Truth be told, I seem to have ... well ... lost much of my enthusiasm for dresses, period.

Hey, that's a big thing to admit. As a girly girl and a society reporter/photographer, I'd lived, eaten and breathed dresses — day, cocktail and especially evening — for more than a decade to the point where I went through a rockabilly-style dress phase several years ago. In the recesses of the utility closet is a garment bag stuffed with probably 10 petticoats I ordered from Amazon to wear under these full-skirted frocks. Right now, I'm not sure whether those petticoats will see the light of day again.

Really, it seems so much simpler to grab a pair of dress slacks, at best, when there happens to be a "face-to-facer" to attend, and it would be a bit too slothful to show up in jeans or yoga pants. Matter of fact, I have several dresses bought shortly before/during the pandemic that have not been worn, including one sweater dress that has spent the just-ended winter exposed only to the clothing hanging on either side of it; and a fellow sweater dress that has spent two winters thusly. (And, geesh, I can't even imagine dressing up in costume for anything ... something I also enjoyed doing when covering pre-pandemic Mardi Gras, masquerade and period-dress balls for High Profile. Give me a dollar-store mask and a sheet cape! I'm good!)

As for you men, I'm sure there will be some "dap daddies" showing up in church in their straw- hatted, double-breasted-suit best today. I wonder how many of you fellas secretly counted "not having to dress up for Easter" as one of the minute advantages 2020 had to offer — and stood up to your spouses in your determination to continue your "no-dress-up-edness." I especially wonder how many male counterparts I have — pre-covid dap daddies who are now content to be torn-jeans-and-college-T-shirters.

There's more than a spirit of Covid Casualness going on, in my case.

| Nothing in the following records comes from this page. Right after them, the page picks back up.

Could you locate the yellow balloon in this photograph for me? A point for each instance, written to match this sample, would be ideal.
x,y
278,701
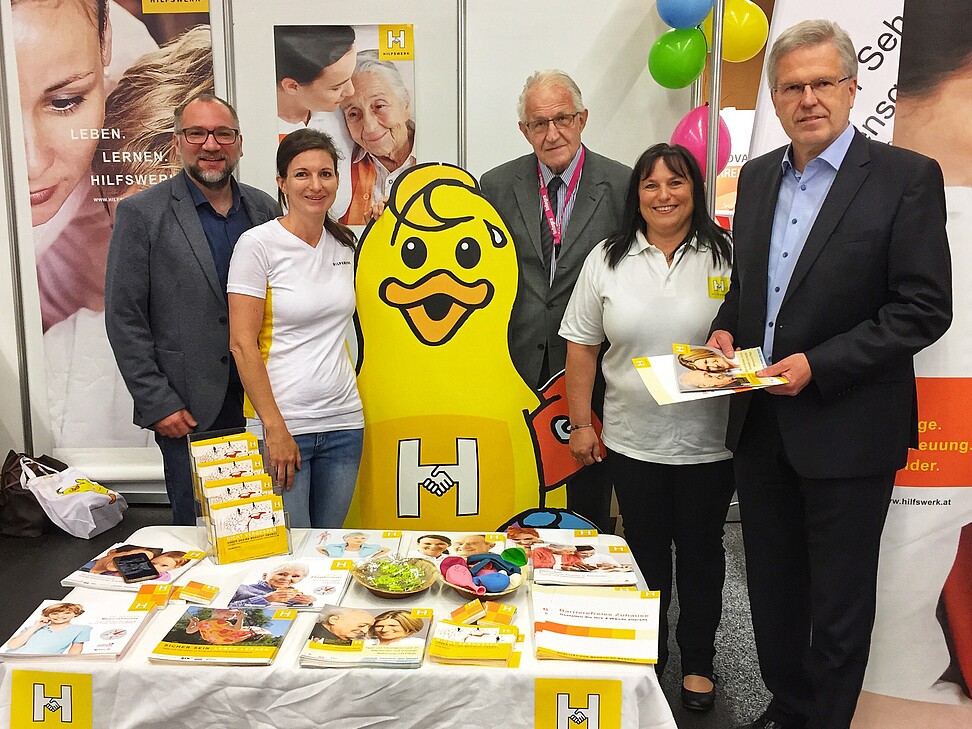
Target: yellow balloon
x,y
744,30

I suspect age is a factor, too. I've wondered when I might begin to opt for jamming an old-school turban on my head, wearing knee-highs with skirts, paring my shoe wardrobe down to flat Mary Janes and Birkenstocks, and ceasing to give two rats' posteriors about whether or not everything matches. (I'm still good per the last two. I hate all thin, translucent hosiery and I even hate wearing metal jewelry that doesn't match the metal on my handbag. But those turbans are beginning to look good for bad-Afro days. And my enthusiasm for what a co-worker once called my "stupid shoes" — in her eyes, any shoe with a heel of more than 2 inches or with the word "stiletto" in its description — has waned considerably.)

If you're like me, you now find yourself considering how much time you'll spend at an event to determine how dressy you'll get for it: "Do I really want to invest Spanx and false eyelashes in something that's only going to last an hour?" You probably even throw in the expected number of attendees to help you decide: "I don't feel like getting all glam for a gathering of 10."

After considering the two factors above but reminding myself that hey, it is Easter, my plan for today is to show up to church looking somewhere between early-20th-century-anarchist and member-of-the-Court-of-Versailles.

I just hope, fellow churchgoers, that you belong to a house of worship whose members, even if known for being snazzy dressers, won't give the side-eye to more casually attired attendees ... and women who may have lost their enthusiasm for dress-wearing.

The gospel is defined as "good news." We of the faith know the good-news headliner: Jesus died and arose, which is the reason for today's holiday. One ancillary aspect of that gospel: Jesus didn't die for us to have to buy Easter outfits, and dress to the nines, on Easter Sunday.